Last summer the Office for National Statistics reclassified rail companies as “public non-financial corporations” to reflect the reality that they were being propped up entirely by the public purse.

“It’s now clear that the final preparations for the public takeover of Britain’s failed franchise system are in place, and RMT says the government should stop dithering and get on with it,” said the union’s general secretary Mick Cash.

“All the operators are now effectively public operations anyway, with the taxpayer taking responsibility through a network of management contracts from which the operators extract a profit for doing nothing.

“The final moves to full public ownership would be a mere formality.

“We should cut out the middleman, end the failed privatisation experiment and reinvest the private profits in a green railway fit for the future,” Mr Cash said.

Johnbosco Nwogbo of campaign group We Own It said: “This pandemic has shone a light on the fundamental farce of rail privatisation.

“In the good times, the private rail companies let the profits roll in.
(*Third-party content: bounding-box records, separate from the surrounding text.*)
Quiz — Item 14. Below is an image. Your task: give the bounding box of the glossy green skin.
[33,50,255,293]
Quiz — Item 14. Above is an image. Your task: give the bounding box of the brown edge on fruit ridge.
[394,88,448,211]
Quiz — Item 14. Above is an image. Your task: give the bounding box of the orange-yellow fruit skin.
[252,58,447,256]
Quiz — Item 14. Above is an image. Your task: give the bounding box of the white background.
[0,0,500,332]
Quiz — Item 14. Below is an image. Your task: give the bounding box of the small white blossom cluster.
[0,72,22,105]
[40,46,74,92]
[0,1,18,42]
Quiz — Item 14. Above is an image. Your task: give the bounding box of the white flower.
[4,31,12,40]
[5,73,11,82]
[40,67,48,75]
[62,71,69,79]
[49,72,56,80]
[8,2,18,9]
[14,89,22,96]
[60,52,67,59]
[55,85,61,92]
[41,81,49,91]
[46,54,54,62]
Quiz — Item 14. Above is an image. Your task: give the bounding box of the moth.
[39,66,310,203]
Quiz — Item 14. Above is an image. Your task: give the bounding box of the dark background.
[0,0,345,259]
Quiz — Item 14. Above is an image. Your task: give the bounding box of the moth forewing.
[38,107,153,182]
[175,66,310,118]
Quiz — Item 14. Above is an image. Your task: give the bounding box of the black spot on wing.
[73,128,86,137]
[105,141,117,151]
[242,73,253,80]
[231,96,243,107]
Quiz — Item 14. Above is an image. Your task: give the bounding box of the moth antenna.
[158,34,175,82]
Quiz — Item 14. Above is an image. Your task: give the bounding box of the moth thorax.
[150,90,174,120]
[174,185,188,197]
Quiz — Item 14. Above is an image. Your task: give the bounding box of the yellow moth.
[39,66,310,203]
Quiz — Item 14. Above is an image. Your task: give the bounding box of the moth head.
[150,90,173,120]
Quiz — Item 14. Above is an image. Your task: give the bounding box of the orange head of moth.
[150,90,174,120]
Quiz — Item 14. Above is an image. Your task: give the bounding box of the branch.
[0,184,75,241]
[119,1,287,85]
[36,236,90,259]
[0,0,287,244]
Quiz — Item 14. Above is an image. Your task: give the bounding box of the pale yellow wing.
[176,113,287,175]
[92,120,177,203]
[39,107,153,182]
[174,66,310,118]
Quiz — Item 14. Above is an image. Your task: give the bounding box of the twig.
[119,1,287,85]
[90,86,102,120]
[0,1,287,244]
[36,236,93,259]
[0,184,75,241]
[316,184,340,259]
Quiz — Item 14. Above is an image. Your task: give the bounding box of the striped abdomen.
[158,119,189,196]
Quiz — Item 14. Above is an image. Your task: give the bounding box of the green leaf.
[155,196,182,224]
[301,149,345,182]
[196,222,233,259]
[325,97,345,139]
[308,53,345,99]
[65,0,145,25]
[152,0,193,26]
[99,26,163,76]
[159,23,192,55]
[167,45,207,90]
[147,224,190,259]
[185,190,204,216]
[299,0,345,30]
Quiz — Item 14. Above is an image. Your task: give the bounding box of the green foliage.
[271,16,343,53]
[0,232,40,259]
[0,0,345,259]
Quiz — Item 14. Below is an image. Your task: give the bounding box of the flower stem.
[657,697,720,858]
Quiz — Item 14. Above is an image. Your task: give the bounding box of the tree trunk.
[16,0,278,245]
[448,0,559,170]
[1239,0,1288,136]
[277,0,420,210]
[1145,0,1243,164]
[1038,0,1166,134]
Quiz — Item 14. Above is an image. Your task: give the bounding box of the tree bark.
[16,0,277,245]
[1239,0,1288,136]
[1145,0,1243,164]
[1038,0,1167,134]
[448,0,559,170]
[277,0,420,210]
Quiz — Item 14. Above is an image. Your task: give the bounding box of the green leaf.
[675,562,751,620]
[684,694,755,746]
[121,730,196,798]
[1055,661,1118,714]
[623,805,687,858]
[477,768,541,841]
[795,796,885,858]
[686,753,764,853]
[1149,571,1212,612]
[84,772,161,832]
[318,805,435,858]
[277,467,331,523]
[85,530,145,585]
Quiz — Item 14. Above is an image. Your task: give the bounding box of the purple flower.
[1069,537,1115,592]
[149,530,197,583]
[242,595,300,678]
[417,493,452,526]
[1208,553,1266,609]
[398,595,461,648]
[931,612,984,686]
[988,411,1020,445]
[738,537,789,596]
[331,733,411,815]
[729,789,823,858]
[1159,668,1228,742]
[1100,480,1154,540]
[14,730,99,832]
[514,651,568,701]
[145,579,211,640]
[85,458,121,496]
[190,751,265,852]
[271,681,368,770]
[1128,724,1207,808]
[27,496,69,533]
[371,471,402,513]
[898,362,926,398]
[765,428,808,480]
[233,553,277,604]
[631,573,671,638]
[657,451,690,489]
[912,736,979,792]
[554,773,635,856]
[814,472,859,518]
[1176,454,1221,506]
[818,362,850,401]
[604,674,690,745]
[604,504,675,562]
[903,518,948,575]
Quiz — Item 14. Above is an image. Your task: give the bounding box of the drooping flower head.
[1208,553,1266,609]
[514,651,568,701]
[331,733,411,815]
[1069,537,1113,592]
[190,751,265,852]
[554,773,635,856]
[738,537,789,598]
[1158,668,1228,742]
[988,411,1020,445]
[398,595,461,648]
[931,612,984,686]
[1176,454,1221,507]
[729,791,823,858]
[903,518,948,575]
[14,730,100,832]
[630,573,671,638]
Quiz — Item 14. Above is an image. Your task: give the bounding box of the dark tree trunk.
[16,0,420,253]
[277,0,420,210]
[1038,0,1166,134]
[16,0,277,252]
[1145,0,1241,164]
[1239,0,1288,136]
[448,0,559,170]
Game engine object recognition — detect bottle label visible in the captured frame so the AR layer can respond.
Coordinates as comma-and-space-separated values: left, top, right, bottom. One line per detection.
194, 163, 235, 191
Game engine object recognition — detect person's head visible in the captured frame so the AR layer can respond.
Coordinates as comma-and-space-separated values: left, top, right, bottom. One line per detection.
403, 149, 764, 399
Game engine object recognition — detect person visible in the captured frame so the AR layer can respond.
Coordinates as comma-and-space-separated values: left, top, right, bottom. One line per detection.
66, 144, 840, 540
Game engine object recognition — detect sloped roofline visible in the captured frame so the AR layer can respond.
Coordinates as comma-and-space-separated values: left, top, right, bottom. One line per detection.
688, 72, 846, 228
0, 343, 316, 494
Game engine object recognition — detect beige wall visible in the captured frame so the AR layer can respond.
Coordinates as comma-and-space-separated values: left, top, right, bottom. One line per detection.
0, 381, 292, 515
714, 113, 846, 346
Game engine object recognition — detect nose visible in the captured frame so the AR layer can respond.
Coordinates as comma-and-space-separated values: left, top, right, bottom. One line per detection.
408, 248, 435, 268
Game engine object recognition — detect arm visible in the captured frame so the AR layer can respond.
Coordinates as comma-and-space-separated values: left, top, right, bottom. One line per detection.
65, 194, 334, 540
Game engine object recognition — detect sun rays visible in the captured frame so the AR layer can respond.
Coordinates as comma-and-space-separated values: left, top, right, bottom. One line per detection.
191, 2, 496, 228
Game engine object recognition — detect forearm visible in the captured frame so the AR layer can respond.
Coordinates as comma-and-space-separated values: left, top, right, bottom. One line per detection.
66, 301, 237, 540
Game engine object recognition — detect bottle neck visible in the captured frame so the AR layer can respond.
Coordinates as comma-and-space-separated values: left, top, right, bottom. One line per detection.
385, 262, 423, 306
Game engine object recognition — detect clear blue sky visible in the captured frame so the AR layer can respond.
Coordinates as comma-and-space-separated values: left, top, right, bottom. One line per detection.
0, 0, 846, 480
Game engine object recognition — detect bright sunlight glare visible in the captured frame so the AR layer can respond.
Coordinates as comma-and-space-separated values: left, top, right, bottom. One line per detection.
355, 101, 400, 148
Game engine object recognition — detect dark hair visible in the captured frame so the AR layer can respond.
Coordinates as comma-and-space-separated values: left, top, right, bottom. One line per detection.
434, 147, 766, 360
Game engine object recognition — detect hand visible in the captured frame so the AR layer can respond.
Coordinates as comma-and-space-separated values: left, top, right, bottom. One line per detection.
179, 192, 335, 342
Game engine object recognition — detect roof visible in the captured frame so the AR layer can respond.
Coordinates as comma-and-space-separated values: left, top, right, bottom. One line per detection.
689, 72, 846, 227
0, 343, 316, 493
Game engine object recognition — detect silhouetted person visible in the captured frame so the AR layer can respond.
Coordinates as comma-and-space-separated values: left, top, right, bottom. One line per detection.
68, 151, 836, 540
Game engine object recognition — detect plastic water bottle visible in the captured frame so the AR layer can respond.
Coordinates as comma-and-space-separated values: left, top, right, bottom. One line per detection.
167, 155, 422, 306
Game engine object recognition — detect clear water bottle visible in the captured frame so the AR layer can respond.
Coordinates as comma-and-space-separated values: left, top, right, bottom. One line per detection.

In the bad times, the government steps in and pays them to keep running anyway. Profits are privatised, while losses are nationalised.

“But the railway was in crisis before the pandemic too. Overcrowded trains, cancellations, delays, skyrocketing fares. This isn’t how a railway fit for the 21st century should work, and re-arranging the deckchairs on the Titanic won’t make a blind bit of difference to passengers.

“So the government should seize the moment. Now is the time to cast rail privatisation into the dustbin of history, where it belongs. Now is the time to take our railway into public ownership so it can work for people, not profit.”

A Department for Transport spokeswoman described the changes as “a small part of sensible contingency planning to protect vital rail services.”

“The government is committed to replacing the complicated franchising system with new railway contracts that will deliver better journeys for passengers,” she said.

Unions and campaigners have long argued that the privatisation and fragmentation of Britain’s railways by the Tories since 1994 would undermine safety and result in worse services, with privateers converting billions in public subsidies into private profits.

Network Rail, responsible for railway infrastructure, was rescued by the public sector after its privatised predecessor Railtrack was put into administration a year after the 2000 Hatfield disaster. The vast bulk of maintenance work was brought back in-house in 2003.

England’s east-coast inter-city services, badged as LNER, have been controlled directly by the Department for Transport since 2018, having collapsed twice as a privately operated franchise. 

Services in Wales are now also under the direct control of the Welsh government.